Arab World Materials 2 January 2010 02:40 (UTC +04:00)
The Palestinians may review their West Bank security ties with Israel if it continues unilateral operations such as a December 26 raid which killed three militants, President Mahmoud Abbas said on Friday.
Abbas may review security ties after Israeli raid

The Palestinians may review their West Bank security ties with Israel if it continues unilateral operations such as a December 26 raid which killed three militants, President Mahmoud Abbas said on Friday.

After losing control of the Gaza Strip to rival Hamas Islamists in 2007, the U.S.-backed Abbas reordered his West Bank forces in coordination with Israel, whose settlements and other occupied zones make the territory complex to administer, Reuters reported.

Abbas says the measures are part of the Palestinian drive for sovereign independence from Israel, but slow peacemaking progress and Israeli military actions have sapped his support.

"Recently their provocations and incursions have increased," Abbas told Palestine Television, referring to the raid on Nablus, in which three militants from his Fatah faction died, as well as Israel's killing of three Palestinians in Gaza that day.

"We find ourselves before the point of review, of considering many of the things that we do," he said. "If the (security) coordination does not lead to a halt in the incursions and the provocations, we will think anew."

The Nablus bloodshed was especially touchy for Abbas given the Fatah connection. Israel, which accused the three militants of killing a Jewish settler on December 24, said they were shot after being cornered and ignoring calls to surrender.

An Israeli defense official, speaking on condition of anonymity, said the raid was not delegated to Abbas's forces in part out of fear they would be slow to confront Fatah militants.

Abbas has long cracked down on Hamas's West Bank activities and this, combined with a law-and-order campaign and economic revival projects, has drawn U.S. and Israeli praise. Hamas is shunned by the West for spurning peace with the Jewish state.
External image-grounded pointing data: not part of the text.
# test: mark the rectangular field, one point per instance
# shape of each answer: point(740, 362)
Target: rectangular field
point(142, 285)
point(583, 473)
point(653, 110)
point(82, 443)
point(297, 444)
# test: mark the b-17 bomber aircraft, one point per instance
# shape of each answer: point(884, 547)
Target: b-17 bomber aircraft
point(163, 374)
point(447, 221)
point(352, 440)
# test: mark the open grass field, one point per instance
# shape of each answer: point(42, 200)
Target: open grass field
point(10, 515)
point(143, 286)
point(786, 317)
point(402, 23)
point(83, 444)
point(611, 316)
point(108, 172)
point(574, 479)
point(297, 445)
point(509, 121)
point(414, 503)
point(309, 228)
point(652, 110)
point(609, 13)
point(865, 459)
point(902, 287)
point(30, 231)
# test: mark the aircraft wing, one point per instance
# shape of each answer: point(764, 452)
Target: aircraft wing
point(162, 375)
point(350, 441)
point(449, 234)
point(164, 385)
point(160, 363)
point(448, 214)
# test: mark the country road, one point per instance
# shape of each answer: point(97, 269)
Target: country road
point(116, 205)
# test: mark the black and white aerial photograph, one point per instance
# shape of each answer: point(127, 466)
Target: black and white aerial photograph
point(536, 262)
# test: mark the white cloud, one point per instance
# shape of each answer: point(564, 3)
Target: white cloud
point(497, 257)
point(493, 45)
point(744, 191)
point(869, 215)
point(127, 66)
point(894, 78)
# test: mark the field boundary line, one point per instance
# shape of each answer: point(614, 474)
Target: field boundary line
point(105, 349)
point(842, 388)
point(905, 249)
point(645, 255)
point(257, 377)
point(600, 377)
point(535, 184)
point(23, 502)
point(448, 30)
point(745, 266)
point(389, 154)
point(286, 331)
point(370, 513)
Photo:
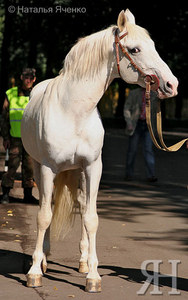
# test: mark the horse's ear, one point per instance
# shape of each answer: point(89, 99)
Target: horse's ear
point(121, 22)
point(129, 16)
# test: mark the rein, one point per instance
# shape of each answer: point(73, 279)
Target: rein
point(152, 83)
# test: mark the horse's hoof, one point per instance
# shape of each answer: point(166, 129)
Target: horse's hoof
point(83, 267)
point(34, 280)
point(93, 285)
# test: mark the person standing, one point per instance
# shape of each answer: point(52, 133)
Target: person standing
point(15, 102)
point(135, 117)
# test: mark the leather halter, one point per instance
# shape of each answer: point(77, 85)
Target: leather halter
point(152, 83)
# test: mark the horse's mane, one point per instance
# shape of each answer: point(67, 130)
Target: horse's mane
point(87, 55)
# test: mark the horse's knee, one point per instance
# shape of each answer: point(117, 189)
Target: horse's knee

In his television interview, Abbas did not elaborate on how he might scale back security ties to Israel. His administration this week spoke of a possible diplomatic breakthrough after Israel held strategic consultations with powerbroker Egypt.

"Coordination (with Israel) is required, and it is very important, because of the overlap that we have," Abbas said. "We are fulfilling our duties, but we are not doing it for Israel. Israel may benefit from it."